The next problem is, how to save this in a database. Integers are obviously easily stored in integer fields. So, is everything solved now? Definitely not. It is absolutely not easy to debug/read integer timestamps in a database using database tools that cannot convert this to something human readable, and many chart tools do not support time-axis with complex conversion to labels like described above. Linux was built for all this, but Windows isn't. When you need to support daylight saving time properly, things get complex on Windows.

Does Windows provide easy, standardized alternative? Unfortunately, not. That's why we're still struggling with a lot of IT systems that do not support daylight saving time well. However, even if you support it well, you still have the problem of users that may not understand how to handle non-existent and duplicate hours.

6 comments:

Stuart King said...

I have to disagree with you. The Windows API does provide an easy and standard way to handle time.
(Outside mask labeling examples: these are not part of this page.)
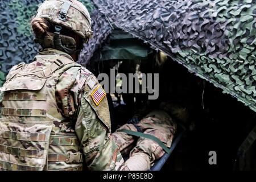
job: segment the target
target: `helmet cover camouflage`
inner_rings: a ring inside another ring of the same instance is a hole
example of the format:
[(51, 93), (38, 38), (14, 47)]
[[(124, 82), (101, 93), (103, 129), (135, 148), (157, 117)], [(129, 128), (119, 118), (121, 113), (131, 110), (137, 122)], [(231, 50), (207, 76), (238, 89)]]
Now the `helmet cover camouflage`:
[(39, 6), (36, 17), (69, 29), (83, 39), (92, 35), (89, 12), (77, 0), (46, 0)]

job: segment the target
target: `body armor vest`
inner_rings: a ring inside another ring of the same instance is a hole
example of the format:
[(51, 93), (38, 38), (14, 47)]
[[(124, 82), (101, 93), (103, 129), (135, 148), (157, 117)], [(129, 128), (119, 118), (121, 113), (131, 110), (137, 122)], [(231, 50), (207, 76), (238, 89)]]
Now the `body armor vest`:
[[(14, 67), (0, 94), (0, 169), (81, 170), (72, 122), (55, 97), (60, 75), (81, 65), (65, 55), (43, 55)], [(88, 75), (90, 74), (88, 72)]]

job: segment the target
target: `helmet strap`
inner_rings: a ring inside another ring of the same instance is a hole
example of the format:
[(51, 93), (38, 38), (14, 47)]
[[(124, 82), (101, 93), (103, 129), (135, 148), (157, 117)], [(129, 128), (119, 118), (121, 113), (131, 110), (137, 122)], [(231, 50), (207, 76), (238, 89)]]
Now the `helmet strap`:
[(60, 31), (61, 30), (62, 27), (59, 25), (55, 25), (55, 31), (54, 32), (53, 43), (54, 47), (56, 49), (64, 51), (70, 55), (76, 53), (81, 51), (81, 49), (73, 50), (63, 46), (60, 36)]

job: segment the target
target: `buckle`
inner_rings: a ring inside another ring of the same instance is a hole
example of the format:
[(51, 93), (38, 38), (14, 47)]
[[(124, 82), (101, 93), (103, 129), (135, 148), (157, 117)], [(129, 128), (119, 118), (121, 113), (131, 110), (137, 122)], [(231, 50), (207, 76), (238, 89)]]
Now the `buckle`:
[(80, 163), (82, 162), (82, 154), (80, 152), (72, 153), (68, 152), (68, 157), (67, 159), (67, 163)]

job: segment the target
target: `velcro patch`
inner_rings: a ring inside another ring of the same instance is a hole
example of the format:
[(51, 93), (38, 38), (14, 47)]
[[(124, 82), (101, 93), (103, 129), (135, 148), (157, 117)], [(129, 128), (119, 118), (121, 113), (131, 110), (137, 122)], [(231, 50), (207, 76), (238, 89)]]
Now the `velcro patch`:
[(106, 94), (106, 92), (105, 92), (101, 85), (100, 85), (94, 90), (93, 90), (90, 94), (90, 96), (96, 106), (98, 106)]

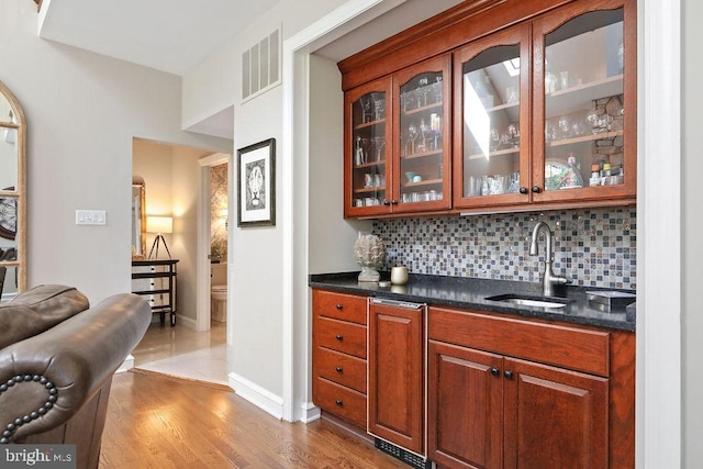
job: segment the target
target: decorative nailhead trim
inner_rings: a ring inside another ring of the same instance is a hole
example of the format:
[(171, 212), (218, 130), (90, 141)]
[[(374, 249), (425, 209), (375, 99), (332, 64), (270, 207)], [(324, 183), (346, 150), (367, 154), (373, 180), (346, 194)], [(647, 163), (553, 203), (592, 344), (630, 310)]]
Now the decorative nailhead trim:
[(0, 384), (0, 397), (2, 397), (2, 393), (8, 391), (13, 386), (27, 381), (38, 381), (40, 383), (44, 384), (44, 387), (48, 390), (48, 398), (46, 399), (44, 405), (42, 405), (36, 411), (33, 411), (27, 415), (16, 417), (13, 422), (10, 422), (2, 432), (0, 444), (7, 445), (11, 443), (12, 435), (19, 427), (21, 427), (25, 423), (30, 423), (38, 418), (40, 415), (46, 414), (46, 412), (48, 412), (54, 406), (54, 403), (56, 403), (56, 400), (58, 399), (58, 390), (56, 389), (56, 386), (41, 375), (18, 375), (9, 379), (7, 382)]

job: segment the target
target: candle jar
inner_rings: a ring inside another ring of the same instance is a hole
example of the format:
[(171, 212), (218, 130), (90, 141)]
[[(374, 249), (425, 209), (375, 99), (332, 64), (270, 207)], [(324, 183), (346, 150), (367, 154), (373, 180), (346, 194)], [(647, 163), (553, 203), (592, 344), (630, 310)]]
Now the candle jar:
[(391, 283), (393, 284), (408, 283), (408, 267), (391, 268)]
It's simple once you understand the two main different formats that the Windows API uses for time:
1) FILETIME
A 64-bit value representing the number of 100-nanosecond intervals since January 1, 1601 (UTC).

2) SYSTEMTIME

typedef struct _SYSTEMTIME {
WORD wYear;
WORD wMonth;
WORD wDayOfWeek;
WORD wDay;
WORD wHour;
WORD wMinute;
WORD wSecond;
WORD wMilliseconds;
} SYSTEMTIME, *PSYSTEMTIME;

I usually use FILETIME to store UTC times, and I usually use SYSTEMTIME when I want to convert to or from text representation of time values.
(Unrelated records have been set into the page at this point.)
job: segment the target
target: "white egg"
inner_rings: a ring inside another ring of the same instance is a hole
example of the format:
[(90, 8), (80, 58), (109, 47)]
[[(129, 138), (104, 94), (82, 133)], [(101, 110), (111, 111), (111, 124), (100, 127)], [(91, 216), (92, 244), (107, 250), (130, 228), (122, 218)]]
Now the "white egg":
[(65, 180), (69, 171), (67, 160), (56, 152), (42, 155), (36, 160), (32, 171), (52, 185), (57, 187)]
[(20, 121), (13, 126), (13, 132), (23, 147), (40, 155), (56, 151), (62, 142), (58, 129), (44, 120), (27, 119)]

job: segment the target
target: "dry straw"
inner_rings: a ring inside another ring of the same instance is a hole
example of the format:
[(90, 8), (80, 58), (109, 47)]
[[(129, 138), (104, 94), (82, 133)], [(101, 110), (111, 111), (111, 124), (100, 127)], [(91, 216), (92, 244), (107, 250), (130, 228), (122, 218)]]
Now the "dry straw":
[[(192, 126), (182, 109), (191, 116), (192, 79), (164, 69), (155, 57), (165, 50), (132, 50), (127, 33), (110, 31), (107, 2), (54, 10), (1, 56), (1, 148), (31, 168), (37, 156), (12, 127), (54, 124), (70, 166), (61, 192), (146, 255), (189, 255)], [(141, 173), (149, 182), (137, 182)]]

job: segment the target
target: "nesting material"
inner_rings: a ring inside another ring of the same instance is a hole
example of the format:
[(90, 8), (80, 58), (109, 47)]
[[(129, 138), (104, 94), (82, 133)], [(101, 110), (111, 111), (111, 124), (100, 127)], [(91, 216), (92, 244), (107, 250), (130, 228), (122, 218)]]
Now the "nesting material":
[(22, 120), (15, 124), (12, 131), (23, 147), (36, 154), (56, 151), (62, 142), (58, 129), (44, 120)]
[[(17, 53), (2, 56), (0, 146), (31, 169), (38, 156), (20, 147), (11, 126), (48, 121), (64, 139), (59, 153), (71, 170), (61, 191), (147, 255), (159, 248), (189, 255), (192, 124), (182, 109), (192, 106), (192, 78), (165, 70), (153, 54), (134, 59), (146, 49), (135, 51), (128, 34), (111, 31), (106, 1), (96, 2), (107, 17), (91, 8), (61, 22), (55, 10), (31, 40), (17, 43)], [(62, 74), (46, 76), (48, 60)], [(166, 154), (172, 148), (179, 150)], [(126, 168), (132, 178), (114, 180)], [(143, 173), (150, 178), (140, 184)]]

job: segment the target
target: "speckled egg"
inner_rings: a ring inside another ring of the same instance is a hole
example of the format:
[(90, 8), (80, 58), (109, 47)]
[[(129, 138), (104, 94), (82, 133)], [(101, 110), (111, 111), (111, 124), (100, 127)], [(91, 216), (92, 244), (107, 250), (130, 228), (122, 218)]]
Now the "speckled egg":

I find the Windows API much richer than the POSIX functions (I have used both).

Lex Li said...

This has also been a pain for previous .NET applications and now .NET 4 introduces new architecture.

If Embarcadero guys can make good use of the relevant Windows API, Delphi and C++Builder developers can also enjoy the new features, right?

Lex Li said...

forgot the link, http://msdn.microsoft.com/en-us/netframework/dd890508.aspx

Lars D said...

@Stuart: Windows does not have enough time zones to support historic dates, so no matter how many UTC conversion functions you find in the Windows API, it simply cannot handle historic timestamps.
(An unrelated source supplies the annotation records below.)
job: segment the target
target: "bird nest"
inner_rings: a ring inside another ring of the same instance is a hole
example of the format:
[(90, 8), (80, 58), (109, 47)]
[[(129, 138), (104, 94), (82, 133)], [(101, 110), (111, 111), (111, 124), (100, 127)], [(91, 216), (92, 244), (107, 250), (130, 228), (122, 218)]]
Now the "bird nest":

Also, many components in Windows default to using the ymdhms method to describe time information. For instance, the default time picker in windows does not support daylight saving time in its API, and therefore you cannot use it to pick any timestamp.

LDS said...

Some databases support timestamp fields with timezone, thereby that's not an issue as long as you can properly convert to/from, and you can still store them as timestamp data. Using a custom encoding will just make more difficult for other applications to access those data.
Anyway, to handle historic data the timestamp itself must record which timezone it was generate from. And another issue is that sometimes daylight saving time begin/end dates have been changed and could be again. To handle historic data an historic table of daylisght saving times for each country has to be kept updated. IIRC NIST has one.

Lars D said...

@LDS: You cannot save historical timestamps by country. Borders move, and even inside the same country, time rules don't stay the same. The best solution that I have seen, is to specify a city name, like America/Indiana/Marengo or America/Indiana/Knox, together with the timestamp. Or, use a timesystem-independent notation.